Meditation, for Janet Sakamoto
Oil on paper, with cotton twine and found wood, 2016
In the last years of her life, my grandmother often asked if I would help her write her life story. I felt guilty for avoiding her requests, but I also resented her reluctance to talk about the past: when we found her box of old photographs, she didn’t even want to see them—she didn’t really want to remember.
Though I have no difficulty recognizing her face in these images, when I see her smile I imagine a woman lighter and more carefree than the one I have known. I wish I could have known her then. But I know that this is a lie: the photograph makes us long for a memory which has never really been. (Nostalgia.)
The photographic image is purely circumstantial—a shadow suspended—but this is precisely why they are so pleasing (and simple, in fact) to paint: they show a memory already flattened into color and shape. And their truth is made no less clear (to me, at least) by their lack of detail.
I paint these photographs because I want to share them, but also because I want to be close to them: I am drawn to the image of the woman I wish I’d known. But the photograph can never really be held—the image it shows is always at a distance—and looking cannot offer wholeness. Painting doesn’t offer wholeness either, but a least there is the completion of the work itself.

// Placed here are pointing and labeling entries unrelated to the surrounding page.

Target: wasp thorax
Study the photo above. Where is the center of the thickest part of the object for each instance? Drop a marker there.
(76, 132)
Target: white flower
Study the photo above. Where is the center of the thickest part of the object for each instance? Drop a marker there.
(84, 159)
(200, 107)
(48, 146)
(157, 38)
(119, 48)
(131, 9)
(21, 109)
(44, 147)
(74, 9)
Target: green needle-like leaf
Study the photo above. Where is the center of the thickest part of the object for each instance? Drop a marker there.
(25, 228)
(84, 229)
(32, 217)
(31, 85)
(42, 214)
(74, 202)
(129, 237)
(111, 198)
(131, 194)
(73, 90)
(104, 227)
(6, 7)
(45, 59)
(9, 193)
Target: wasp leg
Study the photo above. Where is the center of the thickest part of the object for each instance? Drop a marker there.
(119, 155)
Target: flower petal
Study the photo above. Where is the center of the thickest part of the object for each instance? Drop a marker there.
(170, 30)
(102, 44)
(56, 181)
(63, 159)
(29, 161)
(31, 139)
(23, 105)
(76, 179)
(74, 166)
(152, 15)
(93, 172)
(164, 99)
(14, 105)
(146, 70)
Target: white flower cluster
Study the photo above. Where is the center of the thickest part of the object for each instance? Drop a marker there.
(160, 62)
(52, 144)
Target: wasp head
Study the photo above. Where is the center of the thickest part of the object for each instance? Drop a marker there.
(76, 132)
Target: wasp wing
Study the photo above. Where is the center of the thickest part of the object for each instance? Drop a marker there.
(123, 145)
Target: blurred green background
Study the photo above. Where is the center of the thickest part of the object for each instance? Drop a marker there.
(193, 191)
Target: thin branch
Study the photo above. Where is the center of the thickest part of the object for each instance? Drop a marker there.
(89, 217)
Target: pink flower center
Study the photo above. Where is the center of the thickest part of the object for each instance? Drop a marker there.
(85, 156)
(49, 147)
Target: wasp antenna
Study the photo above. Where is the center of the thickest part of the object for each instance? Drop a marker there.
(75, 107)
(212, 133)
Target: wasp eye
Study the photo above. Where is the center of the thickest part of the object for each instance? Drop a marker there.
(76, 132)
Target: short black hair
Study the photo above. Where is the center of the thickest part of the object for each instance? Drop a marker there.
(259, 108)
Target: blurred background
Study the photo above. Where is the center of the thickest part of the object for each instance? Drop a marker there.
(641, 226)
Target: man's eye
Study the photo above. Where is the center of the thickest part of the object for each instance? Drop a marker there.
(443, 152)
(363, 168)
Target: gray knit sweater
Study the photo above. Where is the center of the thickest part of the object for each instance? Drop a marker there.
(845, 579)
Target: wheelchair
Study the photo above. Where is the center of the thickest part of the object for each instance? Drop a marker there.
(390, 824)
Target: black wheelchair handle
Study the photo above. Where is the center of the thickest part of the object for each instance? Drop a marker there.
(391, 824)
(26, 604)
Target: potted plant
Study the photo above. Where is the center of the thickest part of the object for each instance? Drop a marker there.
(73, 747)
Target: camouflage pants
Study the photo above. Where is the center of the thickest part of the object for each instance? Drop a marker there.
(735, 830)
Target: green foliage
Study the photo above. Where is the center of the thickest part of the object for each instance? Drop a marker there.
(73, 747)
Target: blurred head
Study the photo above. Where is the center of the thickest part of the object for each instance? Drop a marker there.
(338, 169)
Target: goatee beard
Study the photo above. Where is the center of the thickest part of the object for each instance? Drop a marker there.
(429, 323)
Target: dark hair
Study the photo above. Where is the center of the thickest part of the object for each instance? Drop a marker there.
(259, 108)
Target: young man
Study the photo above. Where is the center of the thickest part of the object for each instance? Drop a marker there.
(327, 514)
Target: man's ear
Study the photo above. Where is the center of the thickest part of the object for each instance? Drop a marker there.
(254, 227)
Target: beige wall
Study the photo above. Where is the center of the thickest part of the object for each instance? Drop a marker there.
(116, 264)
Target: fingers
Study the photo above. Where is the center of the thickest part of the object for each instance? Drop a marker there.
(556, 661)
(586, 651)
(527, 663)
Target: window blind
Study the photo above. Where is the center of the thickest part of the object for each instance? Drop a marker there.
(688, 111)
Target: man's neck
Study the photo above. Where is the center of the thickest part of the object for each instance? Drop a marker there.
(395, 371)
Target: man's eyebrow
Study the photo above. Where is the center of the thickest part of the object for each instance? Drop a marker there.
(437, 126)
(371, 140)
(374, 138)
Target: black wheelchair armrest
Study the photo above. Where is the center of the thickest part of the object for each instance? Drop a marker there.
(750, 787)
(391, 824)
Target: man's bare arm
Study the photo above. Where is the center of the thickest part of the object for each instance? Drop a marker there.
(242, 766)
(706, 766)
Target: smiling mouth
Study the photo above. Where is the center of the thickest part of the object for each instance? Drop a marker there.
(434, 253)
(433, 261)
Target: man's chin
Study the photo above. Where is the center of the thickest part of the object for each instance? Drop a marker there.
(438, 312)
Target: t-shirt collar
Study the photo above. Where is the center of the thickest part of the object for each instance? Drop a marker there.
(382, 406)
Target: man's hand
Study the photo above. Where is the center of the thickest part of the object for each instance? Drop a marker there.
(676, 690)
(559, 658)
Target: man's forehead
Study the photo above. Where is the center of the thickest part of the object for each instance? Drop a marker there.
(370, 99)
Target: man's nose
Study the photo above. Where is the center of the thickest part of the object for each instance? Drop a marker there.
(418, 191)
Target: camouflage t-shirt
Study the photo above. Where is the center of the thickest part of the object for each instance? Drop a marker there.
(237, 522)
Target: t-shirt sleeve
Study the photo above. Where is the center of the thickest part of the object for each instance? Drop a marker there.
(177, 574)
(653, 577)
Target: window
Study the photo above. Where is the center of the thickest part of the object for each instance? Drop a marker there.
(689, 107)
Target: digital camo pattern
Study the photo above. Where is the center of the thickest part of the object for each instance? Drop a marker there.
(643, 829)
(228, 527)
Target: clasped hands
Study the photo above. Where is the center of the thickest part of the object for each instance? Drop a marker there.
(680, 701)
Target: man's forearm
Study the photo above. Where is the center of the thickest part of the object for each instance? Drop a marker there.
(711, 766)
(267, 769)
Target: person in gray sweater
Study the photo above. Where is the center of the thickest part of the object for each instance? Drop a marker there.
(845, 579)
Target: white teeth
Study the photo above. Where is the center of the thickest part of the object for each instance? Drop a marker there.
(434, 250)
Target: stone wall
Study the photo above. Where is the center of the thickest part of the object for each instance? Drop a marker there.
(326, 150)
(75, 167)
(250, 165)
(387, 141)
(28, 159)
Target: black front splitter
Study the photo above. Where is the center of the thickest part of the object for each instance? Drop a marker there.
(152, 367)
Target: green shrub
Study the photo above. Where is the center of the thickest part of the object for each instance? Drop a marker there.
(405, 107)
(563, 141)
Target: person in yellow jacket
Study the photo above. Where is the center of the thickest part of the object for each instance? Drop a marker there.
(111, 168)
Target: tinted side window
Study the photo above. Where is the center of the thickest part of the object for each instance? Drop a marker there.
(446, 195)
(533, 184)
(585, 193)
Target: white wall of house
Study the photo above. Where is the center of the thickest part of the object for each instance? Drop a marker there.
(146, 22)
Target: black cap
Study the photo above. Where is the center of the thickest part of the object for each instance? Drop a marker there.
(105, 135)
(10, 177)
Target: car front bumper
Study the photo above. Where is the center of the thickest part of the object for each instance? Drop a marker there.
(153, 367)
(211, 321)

I worry, again, that I am simply being selfish—that I am only using her story in order to tell my own, masking the need to express myself with an excuse of tenderness. But I know this isn’t true, at least not wholly so: how else can I tell her story except through my own words?
I wish that this could be the apology I never gave her—for failing to listen as well as I could have. But I know that words cannot undo the past. The best I can do is to keep asking myself: Is what I am doing necessary? Is it compassionate? Is it helpful?